RecursiveMAS-0.5B-MLC

A WebGPU / WebLLM build of Qwen2.5-0.5B-Instruct, compiled from source with MLC-LLM (quantization q4f16_1) and patched to expose its last-layer hidden states. It runs entirely in the browser — no server, no API key — and is built for latent multi-agent experiments inspired by the paper Recursive Multi-Agent Systems.
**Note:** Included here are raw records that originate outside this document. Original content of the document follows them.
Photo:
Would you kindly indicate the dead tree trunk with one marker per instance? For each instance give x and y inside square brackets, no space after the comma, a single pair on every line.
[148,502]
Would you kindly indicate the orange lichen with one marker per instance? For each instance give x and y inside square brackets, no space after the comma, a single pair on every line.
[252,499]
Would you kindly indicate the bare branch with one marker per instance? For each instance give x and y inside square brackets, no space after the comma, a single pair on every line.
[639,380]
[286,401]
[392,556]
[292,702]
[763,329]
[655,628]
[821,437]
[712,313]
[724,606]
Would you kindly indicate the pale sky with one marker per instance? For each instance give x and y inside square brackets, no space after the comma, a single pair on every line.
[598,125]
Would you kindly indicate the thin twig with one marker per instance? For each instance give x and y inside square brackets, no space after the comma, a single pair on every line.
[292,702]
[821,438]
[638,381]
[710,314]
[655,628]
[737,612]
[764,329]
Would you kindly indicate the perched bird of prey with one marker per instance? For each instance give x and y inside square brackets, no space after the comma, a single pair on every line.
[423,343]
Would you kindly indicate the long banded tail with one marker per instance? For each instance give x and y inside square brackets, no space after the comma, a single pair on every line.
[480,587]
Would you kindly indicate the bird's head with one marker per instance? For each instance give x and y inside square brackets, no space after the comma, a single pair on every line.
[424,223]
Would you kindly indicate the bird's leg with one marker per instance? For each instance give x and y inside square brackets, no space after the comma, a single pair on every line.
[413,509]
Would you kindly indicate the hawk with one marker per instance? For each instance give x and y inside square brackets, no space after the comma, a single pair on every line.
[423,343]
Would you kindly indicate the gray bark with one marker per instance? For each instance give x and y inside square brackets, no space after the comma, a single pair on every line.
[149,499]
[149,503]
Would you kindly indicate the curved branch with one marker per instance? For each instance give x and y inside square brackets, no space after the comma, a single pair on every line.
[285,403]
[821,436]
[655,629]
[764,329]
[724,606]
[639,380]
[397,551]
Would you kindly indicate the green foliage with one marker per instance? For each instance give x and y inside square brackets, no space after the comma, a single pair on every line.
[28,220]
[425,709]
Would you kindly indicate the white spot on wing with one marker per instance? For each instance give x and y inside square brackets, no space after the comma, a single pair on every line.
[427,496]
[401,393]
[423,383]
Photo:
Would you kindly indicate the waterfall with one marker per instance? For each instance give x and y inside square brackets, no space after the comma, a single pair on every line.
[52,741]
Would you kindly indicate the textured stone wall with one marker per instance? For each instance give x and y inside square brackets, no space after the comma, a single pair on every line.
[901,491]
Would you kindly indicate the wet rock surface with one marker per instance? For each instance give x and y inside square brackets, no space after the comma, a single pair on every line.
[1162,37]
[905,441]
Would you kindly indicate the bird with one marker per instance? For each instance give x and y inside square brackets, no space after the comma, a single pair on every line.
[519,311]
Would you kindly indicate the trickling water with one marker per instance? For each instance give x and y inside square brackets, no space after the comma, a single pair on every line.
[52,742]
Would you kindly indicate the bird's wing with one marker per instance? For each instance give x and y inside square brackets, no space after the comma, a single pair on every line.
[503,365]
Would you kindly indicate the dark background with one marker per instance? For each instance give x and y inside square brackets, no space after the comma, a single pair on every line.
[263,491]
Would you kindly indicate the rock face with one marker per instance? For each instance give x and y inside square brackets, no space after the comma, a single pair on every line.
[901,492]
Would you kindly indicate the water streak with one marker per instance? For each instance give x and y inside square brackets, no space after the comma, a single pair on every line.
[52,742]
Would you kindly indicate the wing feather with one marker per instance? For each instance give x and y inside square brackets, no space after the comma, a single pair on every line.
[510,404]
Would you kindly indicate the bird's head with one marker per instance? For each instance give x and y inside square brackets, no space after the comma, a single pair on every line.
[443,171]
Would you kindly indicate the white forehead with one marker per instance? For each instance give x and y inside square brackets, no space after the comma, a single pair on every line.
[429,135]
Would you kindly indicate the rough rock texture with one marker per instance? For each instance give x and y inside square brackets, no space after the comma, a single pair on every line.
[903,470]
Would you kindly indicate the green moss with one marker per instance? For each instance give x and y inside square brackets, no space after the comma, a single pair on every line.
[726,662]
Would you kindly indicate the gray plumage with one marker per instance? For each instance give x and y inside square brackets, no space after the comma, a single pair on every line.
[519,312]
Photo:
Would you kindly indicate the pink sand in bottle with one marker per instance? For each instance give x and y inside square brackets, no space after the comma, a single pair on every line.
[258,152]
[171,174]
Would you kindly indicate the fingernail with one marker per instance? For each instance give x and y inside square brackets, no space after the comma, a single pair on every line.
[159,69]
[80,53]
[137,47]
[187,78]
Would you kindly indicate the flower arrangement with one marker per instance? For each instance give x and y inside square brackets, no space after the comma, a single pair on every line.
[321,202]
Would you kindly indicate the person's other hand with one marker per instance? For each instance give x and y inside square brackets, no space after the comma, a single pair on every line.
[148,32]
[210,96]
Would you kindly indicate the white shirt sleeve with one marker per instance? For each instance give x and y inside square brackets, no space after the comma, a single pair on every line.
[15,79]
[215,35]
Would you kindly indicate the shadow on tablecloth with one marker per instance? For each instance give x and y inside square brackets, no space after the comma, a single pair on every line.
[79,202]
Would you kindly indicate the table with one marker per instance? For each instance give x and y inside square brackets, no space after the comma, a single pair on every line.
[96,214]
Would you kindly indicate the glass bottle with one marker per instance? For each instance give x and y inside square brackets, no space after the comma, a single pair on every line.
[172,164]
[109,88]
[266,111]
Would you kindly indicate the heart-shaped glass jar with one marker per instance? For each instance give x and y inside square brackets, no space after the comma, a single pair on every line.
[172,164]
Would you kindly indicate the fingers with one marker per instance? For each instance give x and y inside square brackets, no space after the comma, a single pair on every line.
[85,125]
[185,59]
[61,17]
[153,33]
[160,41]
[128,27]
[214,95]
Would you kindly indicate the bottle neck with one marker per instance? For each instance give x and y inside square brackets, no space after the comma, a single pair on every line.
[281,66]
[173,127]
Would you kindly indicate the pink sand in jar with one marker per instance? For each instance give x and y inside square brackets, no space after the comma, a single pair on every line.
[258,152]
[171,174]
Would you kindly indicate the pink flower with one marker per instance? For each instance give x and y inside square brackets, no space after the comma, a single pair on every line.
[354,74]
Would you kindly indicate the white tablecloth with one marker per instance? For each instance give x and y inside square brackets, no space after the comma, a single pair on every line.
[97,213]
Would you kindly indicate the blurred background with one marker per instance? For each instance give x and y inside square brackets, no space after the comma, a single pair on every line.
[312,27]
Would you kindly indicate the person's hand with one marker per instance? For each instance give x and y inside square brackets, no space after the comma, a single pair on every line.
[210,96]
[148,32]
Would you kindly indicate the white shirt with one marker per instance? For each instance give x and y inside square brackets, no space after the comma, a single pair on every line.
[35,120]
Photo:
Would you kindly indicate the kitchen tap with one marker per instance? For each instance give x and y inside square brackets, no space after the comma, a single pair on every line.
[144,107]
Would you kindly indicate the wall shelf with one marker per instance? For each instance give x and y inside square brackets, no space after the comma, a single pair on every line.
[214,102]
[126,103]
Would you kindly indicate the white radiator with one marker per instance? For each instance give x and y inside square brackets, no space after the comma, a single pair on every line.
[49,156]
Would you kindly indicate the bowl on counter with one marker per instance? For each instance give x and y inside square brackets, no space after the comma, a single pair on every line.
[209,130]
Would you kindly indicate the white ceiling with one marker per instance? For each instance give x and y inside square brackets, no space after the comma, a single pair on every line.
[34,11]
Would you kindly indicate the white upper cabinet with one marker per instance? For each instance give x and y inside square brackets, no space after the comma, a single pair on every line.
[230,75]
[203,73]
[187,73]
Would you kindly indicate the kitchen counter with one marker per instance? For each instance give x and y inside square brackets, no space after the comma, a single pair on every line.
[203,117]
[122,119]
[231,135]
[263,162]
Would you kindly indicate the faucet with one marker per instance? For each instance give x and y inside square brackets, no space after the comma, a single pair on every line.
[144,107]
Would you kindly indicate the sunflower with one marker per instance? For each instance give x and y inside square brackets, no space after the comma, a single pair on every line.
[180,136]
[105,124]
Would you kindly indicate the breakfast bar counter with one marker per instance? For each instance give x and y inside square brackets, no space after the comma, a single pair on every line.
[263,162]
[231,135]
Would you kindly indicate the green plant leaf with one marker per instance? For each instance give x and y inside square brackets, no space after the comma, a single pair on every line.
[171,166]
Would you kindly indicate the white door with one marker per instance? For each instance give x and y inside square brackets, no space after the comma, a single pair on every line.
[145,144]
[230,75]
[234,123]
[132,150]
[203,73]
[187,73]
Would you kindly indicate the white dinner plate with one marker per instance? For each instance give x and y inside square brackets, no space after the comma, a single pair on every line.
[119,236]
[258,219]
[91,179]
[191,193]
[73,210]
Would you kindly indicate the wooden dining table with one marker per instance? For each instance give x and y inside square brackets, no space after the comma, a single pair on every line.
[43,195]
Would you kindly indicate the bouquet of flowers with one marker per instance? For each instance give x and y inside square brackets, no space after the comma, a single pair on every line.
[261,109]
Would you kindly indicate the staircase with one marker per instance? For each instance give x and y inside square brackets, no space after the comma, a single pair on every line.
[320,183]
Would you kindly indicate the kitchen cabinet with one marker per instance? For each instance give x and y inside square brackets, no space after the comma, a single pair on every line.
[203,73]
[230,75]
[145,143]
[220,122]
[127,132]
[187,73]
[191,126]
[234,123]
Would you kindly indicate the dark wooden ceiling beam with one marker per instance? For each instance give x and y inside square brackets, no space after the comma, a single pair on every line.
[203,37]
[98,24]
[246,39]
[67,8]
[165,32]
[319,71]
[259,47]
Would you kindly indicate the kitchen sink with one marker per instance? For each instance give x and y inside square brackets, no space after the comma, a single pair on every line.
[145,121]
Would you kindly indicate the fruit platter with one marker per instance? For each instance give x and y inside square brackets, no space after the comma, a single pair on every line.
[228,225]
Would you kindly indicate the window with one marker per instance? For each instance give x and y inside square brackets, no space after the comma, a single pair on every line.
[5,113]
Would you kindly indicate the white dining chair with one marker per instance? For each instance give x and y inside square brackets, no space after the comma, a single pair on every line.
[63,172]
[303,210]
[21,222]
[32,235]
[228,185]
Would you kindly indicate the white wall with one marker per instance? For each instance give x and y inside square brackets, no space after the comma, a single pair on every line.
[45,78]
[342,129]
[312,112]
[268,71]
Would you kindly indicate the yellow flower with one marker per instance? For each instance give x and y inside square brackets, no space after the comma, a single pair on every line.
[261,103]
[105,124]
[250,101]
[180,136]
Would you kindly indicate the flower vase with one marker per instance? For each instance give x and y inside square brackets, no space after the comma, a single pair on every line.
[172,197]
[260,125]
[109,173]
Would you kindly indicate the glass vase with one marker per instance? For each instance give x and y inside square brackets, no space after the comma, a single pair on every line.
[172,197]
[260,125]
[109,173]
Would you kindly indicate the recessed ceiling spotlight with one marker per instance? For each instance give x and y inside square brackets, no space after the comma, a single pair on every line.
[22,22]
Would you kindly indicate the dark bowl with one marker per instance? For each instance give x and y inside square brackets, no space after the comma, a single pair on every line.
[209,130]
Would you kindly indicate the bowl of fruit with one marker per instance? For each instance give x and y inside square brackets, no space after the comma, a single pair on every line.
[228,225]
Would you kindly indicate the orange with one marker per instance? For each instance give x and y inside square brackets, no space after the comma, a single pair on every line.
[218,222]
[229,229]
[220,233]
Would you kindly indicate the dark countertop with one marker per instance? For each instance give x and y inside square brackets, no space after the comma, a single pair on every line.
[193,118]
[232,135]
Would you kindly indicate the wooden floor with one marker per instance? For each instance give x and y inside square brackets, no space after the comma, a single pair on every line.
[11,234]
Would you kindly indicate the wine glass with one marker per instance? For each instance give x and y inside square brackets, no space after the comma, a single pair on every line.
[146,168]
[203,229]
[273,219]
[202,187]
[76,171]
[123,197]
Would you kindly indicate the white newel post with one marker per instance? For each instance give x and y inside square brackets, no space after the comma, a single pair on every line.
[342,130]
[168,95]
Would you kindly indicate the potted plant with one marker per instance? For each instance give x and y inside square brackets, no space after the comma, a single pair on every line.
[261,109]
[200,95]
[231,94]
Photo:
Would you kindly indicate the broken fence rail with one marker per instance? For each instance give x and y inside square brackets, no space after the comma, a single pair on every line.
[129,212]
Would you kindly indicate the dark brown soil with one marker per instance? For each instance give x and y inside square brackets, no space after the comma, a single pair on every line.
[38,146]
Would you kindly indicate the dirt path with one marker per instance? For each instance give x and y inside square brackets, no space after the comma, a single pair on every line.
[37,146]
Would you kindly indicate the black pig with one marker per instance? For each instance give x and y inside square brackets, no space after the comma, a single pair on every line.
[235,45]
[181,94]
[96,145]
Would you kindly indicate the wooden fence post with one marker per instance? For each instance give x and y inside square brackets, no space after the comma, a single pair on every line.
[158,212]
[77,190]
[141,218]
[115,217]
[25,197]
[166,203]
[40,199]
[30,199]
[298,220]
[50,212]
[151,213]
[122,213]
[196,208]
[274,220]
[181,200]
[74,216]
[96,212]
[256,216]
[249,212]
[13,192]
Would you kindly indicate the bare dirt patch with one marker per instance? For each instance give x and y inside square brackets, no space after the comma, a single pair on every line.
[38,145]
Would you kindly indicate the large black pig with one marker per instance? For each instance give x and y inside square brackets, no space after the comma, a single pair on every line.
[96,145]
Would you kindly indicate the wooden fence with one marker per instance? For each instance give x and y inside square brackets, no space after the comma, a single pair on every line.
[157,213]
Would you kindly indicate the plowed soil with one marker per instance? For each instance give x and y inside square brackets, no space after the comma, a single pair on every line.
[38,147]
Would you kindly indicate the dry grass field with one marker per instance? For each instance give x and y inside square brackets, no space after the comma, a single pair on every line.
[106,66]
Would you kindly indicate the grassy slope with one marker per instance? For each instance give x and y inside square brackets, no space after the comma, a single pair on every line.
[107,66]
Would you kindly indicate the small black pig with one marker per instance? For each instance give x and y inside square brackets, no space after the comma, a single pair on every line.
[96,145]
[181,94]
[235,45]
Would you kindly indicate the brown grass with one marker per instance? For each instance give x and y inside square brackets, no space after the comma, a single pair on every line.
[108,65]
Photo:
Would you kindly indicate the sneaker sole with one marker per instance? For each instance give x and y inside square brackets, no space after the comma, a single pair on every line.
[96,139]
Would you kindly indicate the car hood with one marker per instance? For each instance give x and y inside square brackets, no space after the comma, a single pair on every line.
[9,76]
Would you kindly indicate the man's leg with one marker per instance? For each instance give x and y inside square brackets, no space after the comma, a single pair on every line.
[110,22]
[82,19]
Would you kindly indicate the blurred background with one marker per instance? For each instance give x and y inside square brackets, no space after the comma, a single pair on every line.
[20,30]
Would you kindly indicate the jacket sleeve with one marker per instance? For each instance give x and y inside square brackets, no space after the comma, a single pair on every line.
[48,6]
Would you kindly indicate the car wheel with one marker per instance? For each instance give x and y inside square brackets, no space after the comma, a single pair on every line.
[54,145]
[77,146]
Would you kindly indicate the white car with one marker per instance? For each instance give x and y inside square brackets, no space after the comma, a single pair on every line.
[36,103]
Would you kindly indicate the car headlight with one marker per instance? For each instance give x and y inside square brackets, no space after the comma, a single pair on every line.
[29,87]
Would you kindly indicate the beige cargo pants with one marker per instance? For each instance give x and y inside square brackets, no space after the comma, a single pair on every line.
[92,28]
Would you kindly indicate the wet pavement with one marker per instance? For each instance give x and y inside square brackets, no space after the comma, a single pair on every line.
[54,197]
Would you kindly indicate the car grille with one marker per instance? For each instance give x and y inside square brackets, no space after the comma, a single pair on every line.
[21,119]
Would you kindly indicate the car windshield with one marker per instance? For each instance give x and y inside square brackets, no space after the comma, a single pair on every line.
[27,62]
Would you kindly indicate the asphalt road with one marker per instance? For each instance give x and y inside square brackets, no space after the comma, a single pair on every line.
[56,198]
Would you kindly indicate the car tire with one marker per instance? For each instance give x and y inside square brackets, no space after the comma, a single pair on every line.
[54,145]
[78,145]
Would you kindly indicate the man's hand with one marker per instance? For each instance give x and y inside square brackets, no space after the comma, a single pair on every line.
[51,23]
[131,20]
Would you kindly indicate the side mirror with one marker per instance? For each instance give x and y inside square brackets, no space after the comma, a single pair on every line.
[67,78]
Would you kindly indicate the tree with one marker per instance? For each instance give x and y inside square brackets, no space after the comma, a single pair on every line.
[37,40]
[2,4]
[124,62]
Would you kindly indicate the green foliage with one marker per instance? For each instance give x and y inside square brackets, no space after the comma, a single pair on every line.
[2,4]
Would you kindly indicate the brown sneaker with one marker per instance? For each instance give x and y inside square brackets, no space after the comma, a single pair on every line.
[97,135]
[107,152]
Build pipeline & sources: https://github.com/vishalmysore/recursiveMASWebLLM

What's special

Standard WebLLM chat models only expose input_ids → logits. This build adds two functions to the compiled module so latent state can be read/looped between agents (the RecursiveMAS "RecursiveLink" idea):

  • get_last_hidden(input_embed, kv_cache) → (hidden_states, kv_cache)
  • decode_last_hidden(input_embed, kv_cache) → (hidden_states, kv_cache)

It also works as an ordinary chat backbone.

Files

File What
params_shard_*.bin, ndarray-cache.json q4f16_1 quantized weights
mlc-chat-config.json MLC chat config
tokenizer.json, vocab.json, merges.txt, tokenizer_config.json tokenizer
libs/RecursiveMAS-0.5B-q4f16_1-webgpu.wasm the WebGPU model library

Usage (WebLLM, in the browser)

import * as webllm from "@mlc-ai/web-llm";

const appConfig = {
  model_list: [{
    model:     "https://huggingface.co/VishalMysore/RecursiveMAS-0.5B-MLC",
    model_id:  "recursivemas-0.5b",
    model_lib: "https://huggingface.co/VishalMysore/RecursiveMAS-0.5B-MLC/resolve/main/libs/RecursiveMAS-0.5B-q4f16_1-webgpu.wasm",
  }],
};
const engine = await webllm.CreateMLCEngine("recursivemas-0.5b", { appConfig });
const r = await engine.chat.completions.create({ messages: [{ role: "user", content: "Hello!" }] });
console.log(r.choices[0].message.content);

How it was built

Built from source against mlc-llm v0.19.0 (the last release before the apache-tvm-ffi migration), TVM compiled with LLVM, model definition patched via expose_hidden.py, then mlc_llm compile --device webgpu. The full, reproducible pipeline (and a Colab notebook) is in the recursiveMASWebLLM repo.

⚠️ Version compatibility

The .wasm model library was compiled with mlc-llm v0.19.0. WebGPU model libraries are tied to the runtime version, so load it with a compatible @mlc-ai/web-llm build — if you hit a "model lib version" error, pin @mlc-ai/web-llm to the version matching mlc-llm v0.19.0 (or recompile the .wasm against your runtime's version).

License

Apache-2.0, inheriting the base model Qwen2.5-0.5B-Instruct. This is a research/educational artifact.